No wonder her next relationship hadn’t lasted. There wasn’t a man out there who came close to Hunter. So much for believing she’d got over him. There was still a way to go. Starting now.
CHAPTER TWO
BRENNA BLEW ON her mug of mushroom soup and watched the ferry ticket for her car download. So much for doing this at work. All coherent thought had flown out of her head the moment Hunter had appeared in the locker room.
The soup burned her lips, so she put it aside to cool a bit. Outside the wind slammed against the house and rattled the windows. It had been building since about four and she’d driven home in a deluge of rain. But it had been Hunter slowing her trip. Twice she’d been tooted at for not moving when the lights had turned green. But at least she had the night to get on with things and not have to hear his voice or see that magnificent body shaping his overalls in ways that brought hot memories to the forefront of her mind. Forbidden memories. Their relationship was history. No one got a second go at dumping her. No one.
If only it could be as easy to ignore him. She could try another tactic. Picking up her phone, she pressed speed dial. ‘Hi, Mum. We’re all set to go to Victoria, leaving at five.’
‘Thanks, darling. So sorry I didn’t get around to booking the ticket.’
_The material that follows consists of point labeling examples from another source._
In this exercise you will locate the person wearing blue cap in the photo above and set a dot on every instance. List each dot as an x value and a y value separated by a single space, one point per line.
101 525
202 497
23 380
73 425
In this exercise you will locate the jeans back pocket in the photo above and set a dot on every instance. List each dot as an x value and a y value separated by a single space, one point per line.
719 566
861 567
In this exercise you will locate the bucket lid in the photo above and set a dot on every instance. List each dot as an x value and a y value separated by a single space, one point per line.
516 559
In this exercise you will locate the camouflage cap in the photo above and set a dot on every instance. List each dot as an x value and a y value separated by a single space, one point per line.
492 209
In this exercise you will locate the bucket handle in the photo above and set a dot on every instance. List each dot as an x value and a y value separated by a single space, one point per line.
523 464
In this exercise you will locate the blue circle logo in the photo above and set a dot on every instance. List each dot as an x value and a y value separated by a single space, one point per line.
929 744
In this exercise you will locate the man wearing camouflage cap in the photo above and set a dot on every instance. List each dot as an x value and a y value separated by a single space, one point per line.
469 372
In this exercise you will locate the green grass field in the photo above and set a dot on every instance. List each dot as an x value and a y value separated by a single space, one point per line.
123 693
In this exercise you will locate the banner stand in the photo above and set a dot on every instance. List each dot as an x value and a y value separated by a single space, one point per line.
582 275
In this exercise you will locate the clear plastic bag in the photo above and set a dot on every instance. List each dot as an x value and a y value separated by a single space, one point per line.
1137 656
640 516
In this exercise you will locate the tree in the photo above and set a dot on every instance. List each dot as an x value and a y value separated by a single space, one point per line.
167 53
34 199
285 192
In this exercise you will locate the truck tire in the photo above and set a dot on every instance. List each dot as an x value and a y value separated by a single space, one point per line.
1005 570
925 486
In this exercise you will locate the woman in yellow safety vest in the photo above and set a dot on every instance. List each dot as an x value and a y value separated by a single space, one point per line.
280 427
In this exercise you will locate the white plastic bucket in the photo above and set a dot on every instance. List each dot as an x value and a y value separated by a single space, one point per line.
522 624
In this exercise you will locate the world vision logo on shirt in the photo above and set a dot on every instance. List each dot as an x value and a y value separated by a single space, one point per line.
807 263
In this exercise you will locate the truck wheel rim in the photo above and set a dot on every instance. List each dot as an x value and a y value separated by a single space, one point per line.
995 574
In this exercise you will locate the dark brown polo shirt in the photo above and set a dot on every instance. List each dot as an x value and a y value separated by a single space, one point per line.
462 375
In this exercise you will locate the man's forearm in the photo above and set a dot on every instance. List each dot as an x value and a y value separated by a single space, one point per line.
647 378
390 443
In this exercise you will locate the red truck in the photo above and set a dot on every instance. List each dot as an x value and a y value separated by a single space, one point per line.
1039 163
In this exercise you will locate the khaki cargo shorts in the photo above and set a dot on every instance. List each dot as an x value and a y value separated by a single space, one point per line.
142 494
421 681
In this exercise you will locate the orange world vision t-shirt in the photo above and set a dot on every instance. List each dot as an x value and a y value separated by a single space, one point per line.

In her family they didn’t say they’d forgotten something any more. It came with too many memories of Dad as the dementia had begun taking hold of what had once been a very sharp mind. But this coming weekend would bring up a lot of things they only ever talked about once a year, and on past experience Mum would already be starting to get upset. ‘Want me to confirm the time with the others?’ Her half-sisters shared an apartment in Gastown.
‘Em’s here so I’ll tell her, and she can let Fay know.’
Brenna could relax. Emily had bought the passenger tickets last week. They were good to go. ‘I talked to Mrs Crawford and she’s already been in to give the beach house a polish.’ As only their neighbour at Whale Beach would. No house was ever too clean for Mrs Crawford. She’d have given the place a thorough going-over after everyone had left at the end of Thanksgiving weekend and would still go in to wipe down all the surfaces before they turned up on Friday.